The local US military contingent is not huge-just one transportation company, which trucks supplies from the Port of Inchon to the capital city of Seoul, and one platoon of Military Police to provide security for the duty-free shipments.
A door slammed. A tall, dark figure emerged from the foot of the stairwell just outside the glow of the plate glass window. Then I saw someone behind him. A girl, bowing; telling him in a nice way: thanks for the money but now it’s time for you to get lost. The tall man didn’t acknowledge her farewell. He turned, shoved his hands into his pockets, and strode toward the alley.
As he passed the light of the big window I caught a glimpse of his face. Dark eyes, pug nose, heavy stubble of an eight-hour beard. Our quarry. The MP gone bad: Buck Sergeant Lenny Dubrovnik.

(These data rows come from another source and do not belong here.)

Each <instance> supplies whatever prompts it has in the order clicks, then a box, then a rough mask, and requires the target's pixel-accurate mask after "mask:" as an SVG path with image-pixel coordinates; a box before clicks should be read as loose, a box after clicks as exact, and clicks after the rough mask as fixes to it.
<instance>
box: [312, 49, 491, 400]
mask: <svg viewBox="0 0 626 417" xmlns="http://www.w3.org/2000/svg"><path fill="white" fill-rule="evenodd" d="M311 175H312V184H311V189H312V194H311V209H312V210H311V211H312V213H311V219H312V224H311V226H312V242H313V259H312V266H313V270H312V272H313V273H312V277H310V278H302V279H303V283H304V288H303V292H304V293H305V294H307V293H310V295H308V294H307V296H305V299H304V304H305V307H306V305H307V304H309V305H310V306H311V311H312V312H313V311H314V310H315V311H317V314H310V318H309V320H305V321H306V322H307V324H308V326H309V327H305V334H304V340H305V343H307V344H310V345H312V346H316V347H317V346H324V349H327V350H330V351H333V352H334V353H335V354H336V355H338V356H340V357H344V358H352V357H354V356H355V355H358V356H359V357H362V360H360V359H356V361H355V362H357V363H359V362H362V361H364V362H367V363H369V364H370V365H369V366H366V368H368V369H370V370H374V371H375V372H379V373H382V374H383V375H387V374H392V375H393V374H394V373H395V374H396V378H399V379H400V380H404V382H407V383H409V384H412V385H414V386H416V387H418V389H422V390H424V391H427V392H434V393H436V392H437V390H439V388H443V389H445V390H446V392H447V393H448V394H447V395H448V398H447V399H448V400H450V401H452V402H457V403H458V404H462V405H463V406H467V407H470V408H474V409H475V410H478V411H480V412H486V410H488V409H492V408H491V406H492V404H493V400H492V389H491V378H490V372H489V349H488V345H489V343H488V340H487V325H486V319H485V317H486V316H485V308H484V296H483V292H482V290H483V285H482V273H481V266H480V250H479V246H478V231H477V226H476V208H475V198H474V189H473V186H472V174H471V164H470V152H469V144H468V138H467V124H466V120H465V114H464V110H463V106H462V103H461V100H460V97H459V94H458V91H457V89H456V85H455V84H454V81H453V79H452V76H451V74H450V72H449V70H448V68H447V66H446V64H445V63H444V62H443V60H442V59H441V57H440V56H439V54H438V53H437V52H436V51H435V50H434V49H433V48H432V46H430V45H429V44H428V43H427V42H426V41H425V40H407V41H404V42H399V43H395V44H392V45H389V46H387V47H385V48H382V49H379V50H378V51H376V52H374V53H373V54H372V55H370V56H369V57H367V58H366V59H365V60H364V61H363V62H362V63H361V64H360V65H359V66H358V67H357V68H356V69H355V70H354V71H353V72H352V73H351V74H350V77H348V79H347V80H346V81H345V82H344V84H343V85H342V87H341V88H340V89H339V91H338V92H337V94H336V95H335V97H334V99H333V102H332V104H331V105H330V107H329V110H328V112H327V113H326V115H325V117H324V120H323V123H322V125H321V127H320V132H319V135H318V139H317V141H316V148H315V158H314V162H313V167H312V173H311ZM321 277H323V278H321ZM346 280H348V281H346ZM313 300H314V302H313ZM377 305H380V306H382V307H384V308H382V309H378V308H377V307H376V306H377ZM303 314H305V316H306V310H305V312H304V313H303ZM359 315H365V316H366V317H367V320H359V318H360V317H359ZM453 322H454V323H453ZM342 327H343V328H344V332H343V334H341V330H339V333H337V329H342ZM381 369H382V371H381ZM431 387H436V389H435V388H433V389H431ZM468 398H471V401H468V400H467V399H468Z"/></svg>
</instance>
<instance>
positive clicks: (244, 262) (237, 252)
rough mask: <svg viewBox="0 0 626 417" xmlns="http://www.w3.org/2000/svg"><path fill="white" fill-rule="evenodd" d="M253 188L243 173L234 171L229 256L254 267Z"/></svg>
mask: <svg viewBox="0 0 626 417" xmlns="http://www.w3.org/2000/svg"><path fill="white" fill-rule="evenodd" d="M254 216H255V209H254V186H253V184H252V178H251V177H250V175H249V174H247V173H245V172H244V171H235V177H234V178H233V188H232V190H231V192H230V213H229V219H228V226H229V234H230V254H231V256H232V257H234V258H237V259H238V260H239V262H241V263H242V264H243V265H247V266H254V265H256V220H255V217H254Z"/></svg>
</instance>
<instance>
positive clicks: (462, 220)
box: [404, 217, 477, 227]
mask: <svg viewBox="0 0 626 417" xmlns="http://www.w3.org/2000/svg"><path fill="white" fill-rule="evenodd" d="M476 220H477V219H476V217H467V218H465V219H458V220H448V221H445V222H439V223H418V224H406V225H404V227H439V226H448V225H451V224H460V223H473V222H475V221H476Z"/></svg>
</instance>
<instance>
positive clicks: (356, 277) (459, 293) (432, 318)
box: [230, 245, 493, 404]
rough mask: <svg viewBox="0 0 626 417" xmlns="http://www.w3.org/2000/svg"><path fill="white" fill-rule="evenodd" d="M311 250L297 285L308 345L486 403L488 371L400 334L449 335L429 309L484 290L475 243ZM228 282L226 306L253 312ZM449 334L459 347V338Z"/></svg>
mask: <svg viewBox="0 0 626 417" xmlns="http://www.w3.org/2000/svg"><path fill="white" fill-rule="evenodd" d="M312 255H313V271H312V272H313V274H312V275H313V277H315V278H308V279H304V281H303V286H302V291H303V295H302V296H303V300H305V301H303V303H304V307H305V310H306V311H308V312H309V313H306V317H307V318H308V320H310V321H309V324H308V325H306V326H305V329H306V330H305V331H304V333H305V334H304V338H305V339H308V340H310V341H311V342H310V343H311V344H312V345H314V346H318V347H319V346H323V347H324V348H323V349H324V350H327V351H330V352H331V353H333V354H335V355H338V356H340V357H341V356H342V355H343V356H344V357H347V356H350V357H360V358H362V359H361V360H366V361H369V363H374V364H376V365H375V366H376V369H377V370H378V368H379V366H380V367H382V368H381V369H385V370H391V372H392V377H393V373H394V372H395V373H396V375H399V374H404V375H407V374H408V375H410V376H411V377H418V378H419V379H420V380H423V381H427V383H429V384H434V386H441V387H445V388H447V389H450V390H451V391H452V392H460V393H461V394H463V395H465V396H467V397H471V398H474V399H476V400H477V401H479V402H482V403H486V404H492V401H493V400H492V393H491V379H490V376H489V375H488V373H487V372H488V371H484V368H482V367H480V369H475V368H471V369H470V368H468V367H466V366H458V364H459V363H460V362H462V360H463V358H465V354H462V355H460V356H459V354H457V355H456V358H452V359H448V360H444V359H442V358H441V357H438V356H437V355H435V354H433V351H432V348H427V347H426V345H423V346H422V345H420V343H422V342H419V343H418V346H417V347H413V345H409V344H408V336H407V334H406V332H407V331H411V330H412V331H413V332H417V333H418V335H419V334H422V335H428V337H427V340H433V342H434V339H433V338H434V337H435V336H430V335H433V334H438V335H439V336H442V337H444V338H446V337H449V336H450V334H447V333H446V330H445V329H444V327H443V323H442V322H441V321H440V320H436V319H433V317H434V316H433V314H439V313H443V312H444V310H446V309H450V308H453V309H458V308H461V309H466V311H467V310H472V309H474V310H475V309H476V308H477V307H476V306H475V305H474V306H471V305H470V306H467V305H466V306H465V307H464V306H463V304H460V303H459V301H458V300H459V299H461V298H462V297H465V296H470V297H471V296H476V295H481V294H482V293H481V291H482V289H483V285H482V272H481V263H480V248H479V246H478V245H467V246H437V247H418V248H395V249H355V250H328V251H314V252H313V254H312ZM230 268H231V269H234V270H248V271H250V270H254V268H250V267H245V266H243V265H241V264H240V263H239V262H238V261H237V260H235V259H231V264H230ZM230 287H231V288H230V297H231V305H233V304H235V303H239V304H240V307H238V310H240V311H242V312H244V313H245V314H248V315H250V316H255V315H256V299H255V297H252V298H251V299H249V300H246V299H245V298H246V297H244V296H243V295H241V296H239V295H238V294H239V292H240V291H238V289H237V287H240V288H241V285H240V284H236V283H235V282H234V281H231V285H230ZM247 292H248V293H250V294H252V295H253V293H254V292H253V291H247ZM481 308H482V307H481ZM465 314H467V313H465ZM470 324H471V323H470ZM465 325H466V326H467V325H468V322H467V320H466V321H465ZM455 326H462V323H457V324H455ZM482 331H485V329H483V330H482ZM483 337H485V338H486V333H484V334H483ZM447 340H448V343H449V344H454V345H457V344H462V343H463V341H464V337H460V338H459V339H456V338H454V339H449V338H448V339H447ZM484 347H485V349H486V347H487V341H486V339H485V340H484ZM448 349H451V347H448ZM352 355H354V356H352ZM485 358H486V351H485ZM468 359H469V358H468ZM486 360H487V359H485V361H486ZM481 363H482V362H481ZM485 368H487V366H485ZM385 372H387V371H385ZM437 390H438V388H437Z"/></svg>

Ernie was on the other side of Building 36, making sure Dubrovnik didn’t slip out the back. My.45 sat snugly in the shoulder holster beneath my armpit but I didn’t expect to have to use it. Dubrovnik knew the deal. He was a GI in Korea. Once you’re busted, there’s nowhere to run. The peninsula is surrounded on three sides by choppy seas. The only land route is across the Demilitarized Zone. And all international ports of embarkation are monitored with a degree of efficiency that only a militarized police state can provide.